Tout cela pour dire qu'Internet avait fini par devenir pour moi une source de pression plus qu'un divertissement. Le moment d'une pause était venu et, il y a un mois, c'était le bon moment. On en parlait ici, nous avons souvent tendance à attendre les circonstances idéales, la configuration parfaite pour se lancer, bref à remettre au lendemain les changements qui nous effraient un peu. J'ai expérimenté ça quand je devais arrêter de fumer, réviser un examen, changer mes habitudes alimentaires, faire du sport, ouvrir un blog... Mais lorsque l'envie d'un break se fait sentir, tiens tiens, voici soudain mille très bonnes raisons d'y céder là, tout de suite.

Je venais de déménager à la campagne, dans un hameau si pomé éloigné des turpitudes du monde moderne que mon ancien fournisseur d'Internet ne pouvais pas m'y suivre.

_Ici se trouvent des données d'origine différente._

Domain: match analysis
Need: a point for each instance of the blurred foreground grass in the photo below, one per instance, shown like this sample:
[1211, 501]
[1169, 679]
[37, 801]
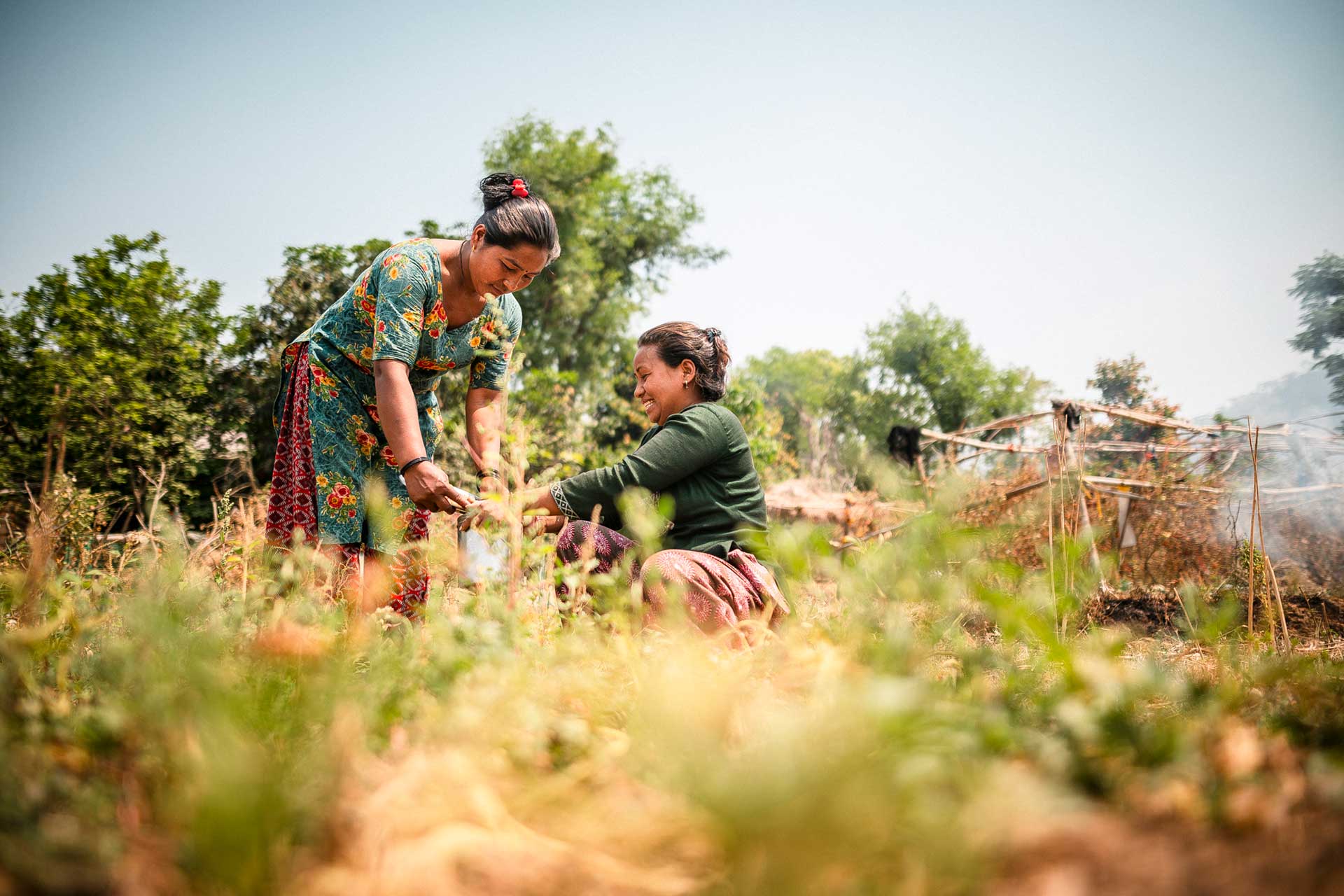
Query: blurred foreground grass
[929, 720]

Je décidais donc de ne pas trouver tout de suite de nouvel opérateur et de profiter de l'été pour orchestrer ma propre disparition virtuelle...

 

Je vous raconte la suite de cette expérience très vite ! Là tout de suite, j'ai des trucs pas du tout virtuels à faire, comme ranger dix stères de bois pour me chauffer cet hiver :D To be continued...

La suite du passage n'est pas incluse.